More importantly, it generates media coverage for the issue. It’s one thing for the press to ignore the videos themselves, but quite another to pretend major national votes didn’t happen, and it’s all but impossible to avoid at least a passing mention of what instigated it. Pro-life congressmen have seized upon the attention with impassioned speeches marshalling America’s conscience to stand up to this. Those are welcome, and attract some additional public attention, but unfortunately are less likely to spread very far beyond pro-life and political media whose readers’ minds are largely made up.
The fact remains that despite how relentlessly pro-life and conservative websites, publications, Fox News, The Blaze, and activist groups’ mailing lists have publicized the story since July, 53% of the public remains completely unaware of the videos, with a mere 27% saying they know “a lot” about the horrors they reveal. Such is the inherent limitation of any activist platform—the core audience is the core audience because they’ve proactively sought it out, and only reaches a limited amount of the unaffiliated.

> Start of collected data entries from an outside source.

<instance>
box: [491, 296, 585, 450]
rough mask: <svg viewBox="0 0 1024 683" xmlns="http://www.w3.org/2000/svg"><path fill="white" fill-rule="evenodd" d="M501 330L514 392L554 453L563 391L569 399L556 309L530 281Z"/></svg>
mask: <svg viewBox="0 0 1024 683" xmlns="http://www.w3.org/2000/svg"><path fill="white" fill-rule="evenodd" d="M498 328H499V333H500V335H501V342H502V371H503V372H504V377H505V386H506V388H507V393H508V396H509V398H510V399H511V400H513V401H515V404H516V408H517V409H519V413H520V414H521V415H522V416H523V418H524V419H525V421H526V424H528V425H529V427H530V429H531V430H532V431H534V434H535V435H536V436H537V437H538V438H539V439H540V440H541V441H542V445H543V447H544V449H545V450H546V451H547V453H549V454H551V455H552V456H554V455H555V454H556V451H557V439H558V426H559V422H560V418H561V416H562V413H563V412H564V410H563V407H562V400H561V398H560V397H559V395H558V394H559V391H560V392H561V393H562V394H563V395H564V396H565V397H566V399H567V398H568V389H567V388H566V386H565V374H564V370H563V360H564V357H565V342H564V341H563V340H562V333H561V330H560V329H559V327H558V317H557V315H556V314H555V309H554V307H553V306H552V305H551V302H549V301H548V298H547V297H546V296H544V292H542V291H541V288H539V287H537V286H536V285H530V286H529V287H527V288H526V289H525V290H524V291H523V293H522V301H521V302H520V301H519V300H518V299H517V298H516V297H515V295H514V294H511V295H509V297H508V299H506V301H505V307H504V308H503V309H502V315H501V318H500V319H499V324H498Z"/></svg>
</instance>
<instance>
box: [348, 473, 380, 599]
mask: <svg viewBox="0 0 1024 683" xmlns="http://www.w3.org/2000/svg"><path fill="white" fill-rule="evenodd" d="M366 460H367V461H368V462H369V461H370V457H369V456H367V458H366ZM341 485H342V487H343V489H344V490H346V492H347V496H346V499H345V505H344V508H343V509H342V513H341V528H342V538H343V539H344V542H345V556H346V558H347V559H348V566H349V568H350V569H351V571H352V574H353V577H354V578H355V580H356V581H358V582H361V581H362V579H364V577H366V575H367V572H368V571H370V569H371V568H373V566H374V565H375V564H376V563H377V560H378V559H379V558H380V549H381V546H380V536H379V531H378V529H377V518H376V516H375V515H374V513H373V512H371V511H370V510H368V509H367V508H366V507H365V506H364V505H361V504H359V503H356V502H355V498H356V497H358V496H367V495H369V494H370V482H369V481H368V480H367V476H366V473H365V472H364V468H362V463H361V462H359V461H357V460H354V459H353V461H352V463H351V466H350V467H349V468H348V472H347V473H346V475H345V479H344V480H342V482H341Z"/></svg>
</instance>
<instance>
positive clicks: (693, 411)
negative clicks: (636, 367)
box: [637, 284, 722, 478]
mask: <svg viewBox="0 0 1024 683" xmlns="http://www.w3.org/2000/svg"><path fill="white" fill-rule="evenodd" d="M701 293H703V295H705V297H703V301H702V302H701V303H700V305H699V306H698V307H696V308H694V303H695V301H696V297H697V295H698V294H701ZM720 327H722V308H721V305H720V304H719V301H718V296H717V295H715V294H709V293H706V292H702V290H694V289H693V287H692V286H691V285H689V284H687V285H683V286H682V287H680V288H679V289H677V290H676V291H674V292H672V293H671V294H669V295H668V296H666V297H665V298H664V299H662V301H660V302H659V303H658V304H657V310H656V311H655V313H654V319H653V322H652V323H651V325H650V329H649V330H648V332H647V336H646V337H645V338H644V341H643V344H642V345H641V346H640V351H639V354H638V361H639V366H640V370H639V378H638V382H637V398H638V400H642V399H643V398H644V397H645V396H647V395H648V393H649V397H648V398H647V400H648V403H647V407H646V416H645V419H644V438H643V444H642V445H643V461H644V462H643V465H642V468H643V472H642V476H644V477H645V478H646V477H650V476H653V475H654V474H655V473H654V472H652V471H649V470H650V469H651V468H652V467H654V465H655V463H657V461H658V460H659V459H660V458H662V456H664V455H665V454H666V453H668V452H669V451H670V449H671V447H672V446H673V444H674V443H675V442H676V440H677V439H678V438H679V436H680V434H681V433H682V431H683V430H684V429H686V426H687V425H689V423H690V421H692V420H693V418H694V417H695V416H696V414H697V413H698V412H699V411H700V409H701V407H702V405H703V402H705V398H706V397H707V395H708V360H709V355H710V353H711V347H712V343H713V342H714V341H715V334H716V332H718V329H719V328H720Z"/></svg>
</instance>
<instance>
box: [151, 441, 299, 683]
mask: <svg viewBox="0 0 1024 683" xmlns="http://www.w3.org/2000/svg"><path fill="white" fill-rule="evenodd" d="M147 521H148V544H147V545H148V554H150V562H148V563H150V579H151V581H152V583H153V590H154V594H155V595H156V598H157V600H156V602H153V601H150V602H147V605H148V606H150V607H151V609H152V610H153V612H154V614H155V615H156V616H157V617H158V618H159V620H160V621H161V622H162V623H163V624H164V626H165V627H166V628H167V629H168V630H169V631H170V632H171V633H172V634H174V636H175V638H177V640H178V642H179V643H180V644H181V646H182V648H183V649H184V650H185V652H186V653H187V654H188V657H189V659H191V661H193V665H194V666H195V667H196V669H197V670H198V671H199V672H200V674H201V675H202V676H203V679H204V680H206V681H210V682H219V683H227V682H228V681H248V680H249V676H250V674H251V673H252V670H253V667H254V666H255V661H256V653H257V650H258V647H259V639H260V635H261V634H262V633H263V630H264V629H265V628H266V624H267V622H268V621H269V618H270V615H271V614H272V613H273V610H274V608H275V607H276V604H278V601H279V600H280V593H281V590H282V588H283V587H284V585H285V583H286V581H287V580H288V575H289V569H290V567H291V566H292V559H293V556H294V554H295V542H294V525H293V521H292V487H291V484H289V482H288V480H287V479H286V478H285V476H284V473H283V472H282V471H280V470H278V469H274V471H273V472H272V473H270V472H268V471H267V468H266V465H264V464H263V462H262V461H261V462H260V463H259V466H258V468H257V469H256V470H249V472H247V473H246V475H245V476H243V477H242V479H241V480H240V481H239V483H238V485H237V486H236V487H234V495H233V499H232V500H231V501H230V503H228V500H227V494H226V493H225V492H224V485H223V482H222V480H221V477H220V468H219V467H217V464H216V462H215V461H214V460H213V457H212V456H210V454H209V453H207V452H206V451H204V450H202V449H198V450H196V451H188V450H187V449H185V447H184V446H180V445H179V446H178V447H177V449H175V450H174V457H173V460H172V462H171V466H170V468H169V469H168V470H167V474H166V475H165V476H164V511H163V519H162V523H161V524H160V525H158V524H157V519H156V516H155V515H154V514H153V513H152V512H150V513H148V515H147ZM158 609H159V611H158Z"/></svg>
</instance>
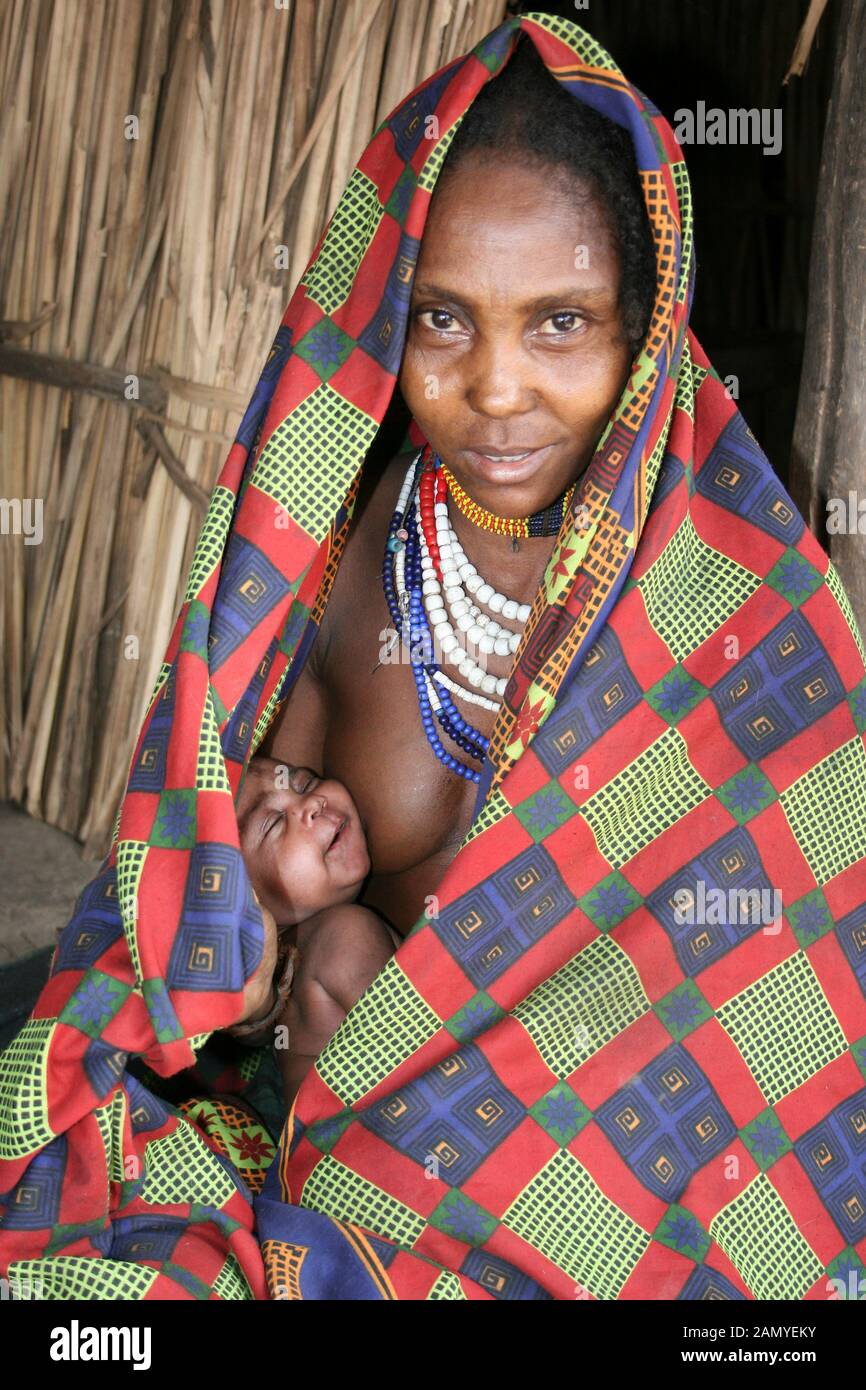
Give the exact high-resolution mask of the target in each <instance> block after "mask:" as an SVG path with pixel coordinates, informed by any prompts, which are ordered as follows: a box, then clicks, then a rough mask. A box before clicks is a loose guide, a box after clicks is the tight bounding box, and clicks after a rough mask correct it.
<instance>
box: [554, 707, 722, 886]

The missing ingredient is an effort to reach beyond the audience who is already convinced abortion is evil and that Planned Parenthood needs to go. The GOP has the resources to do so, so now’s the time for them to step up and put their money where their mouth is. The Republican National Committee has paid good money for ad campaigns bashing Hillary Clinton, tying into Black History Month, and painfully pandering to the hipster vote, so what excuse could there possibly be for not investing at least as much in putting the Center for Medical Progress videos on TV during every football game or American Idol episode? If ending abortion is supposedly one of the party’s core values, how could they justify not giving it the star treatment?
The common refrain for pro-lifers impatient with Republican pro-life inaction is that they put up pro-life bills for “show votes” that don’t meaningfully bring us closer to results. But whether a show vote is a good or a bad thing depends on the intended audience: showing the rest of the country what it needs to do, or just showing the pro-life base that our leaders look busy.